Friday, November 7, 2008

I need to clarify this at least now!!!

I haven't been blogging for quite some time now. I was busy with my MS applications. Something has been building up inside me for a few days now and I just had to write it down. I did that today afternoon and thus this post. Probably after this post I may once again go into blog hibernation, at least till mid January. Anyways, enjoy reading and post your comments.


People have asked me, many times over, why am I a fan of Australia? They have asked me, when India plays Australia, who do I support? My answer, "Australia at times; India at times", stumps many and there are people who have called me unpatriotic. But honestly, I don't think so.

More than the fact that they win matches and have been a champion team for so long, the reason I like Australia is their sports system, not just cricket but any sport you want to play. Being a sportsman is not looked at as a silly ambition for a kid and the administration handling sporting talent is to a reasonable extent dedicated to that cause. Too much politics does not come into the picture. People like Gill (in Indian Hockey) are nowhere to be seen. And it is that trust in the sporting system that makes me support the nation's sporting endeavours, even outside cricket.

Coming to cricket, since the topic is hot now, given Gilly's contoversial autobiography and the current India Australia series, I don't expect Australia to win every series, every World Cup. I actually want Australia to lose the Nagpur Test and be humiliated in the Border-Gavaskar Trophy 2008 with a 2-nil drubbing.

Because, now is a transition phase of Australian cricket. After a string of retirements, every team is unsettled and unbalanced and has to go for a phase of exprimentation for a couple of years or more, to regain that same composed and confident outlook in their team composition. What was happening for the last two series or so was that even with second string (compared to the erstwhile Oz outfit), experimental outfits they were winning matches, just because the opposition had an inherent fear of Australia and not completely on their on merit. Such a situation would lead to a complacent nature where-in you tend to believe you can win without working too hard, and Oz were in danger of tipping over. Well, till now anyway. Now there's India to humiliate them, to make them realise they need to keep experimenting.

It was such experimentation that gave them Geoff Marsh, Mark Taylor, Glenn Mc Grath, the Waugh brothers and the list goes on. To find champions you have to be bold enough to take risks. And you don't do that if there is no team out there challenging your supremacy. Every team has to go through such experimentation at some stage or another and many have succeeded. The only thing is that in the Australian system of sporting there is a greater guarantee that this phase of trial and error will not last forever.

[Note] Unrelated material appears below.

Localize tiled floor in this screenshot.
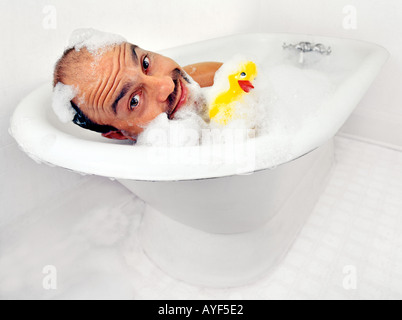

It may not be the perfect system. They might not be able to get out of the current rut. But there is still a greater probability that things will work out just fine compared to the other alternative sports system, the one rooted in romanticism and though it has been successful in bringing out a few exceptional greats, plenty of heartbreaks have also gone unnoticed.

Yes, I am talking about India. India, the land of stories. We Indians love drama and when sportsmen rise from obscurity, challenging the environment around them, we adore them. Where was Dhoni five years back and where is he now? That's the most recent example of India's success in producing champions in a manner that Shakespeare would love to indulge upon. The only problem is that for a youngster dreaming of something other than cricket, heartbreak is what he more often sees. And for even those who dream about cricket, sometimes, societal pressure (and the insistence on an engineering education and IT jobs) tend to flush these dreams down the drain.

The method may keep succeeding, for it is rooted in human emotion and not rules and bylaws. This gives the people an uncanny power to dream, challenge all odds and when they come out successful, they will be people who can handle any kind of pressure that professional sport puts on them. Well, those who are baby fed tend to become whiners. But, I still think any youngster, hoping to make it big, would love to be groomed in Australia, for, hard work though it may be, societal pressure is one thing they wouldn't have to worry about. That is why I want the sports administration in India to develop into a suitable mix of the two systems and when it does, when it retains its charm but still becomes more dependable, then there's no team I would cheer for, irrespective of sport, but INDIA. So strictly speaking as of now, I want Australia to win at times, sometimes even against India, so that I can retain the belief that their system is successful, and I want India to win at times, so that I can enjoy the charm the rise of a sportstar here offers. How can that dream be unpatriotic?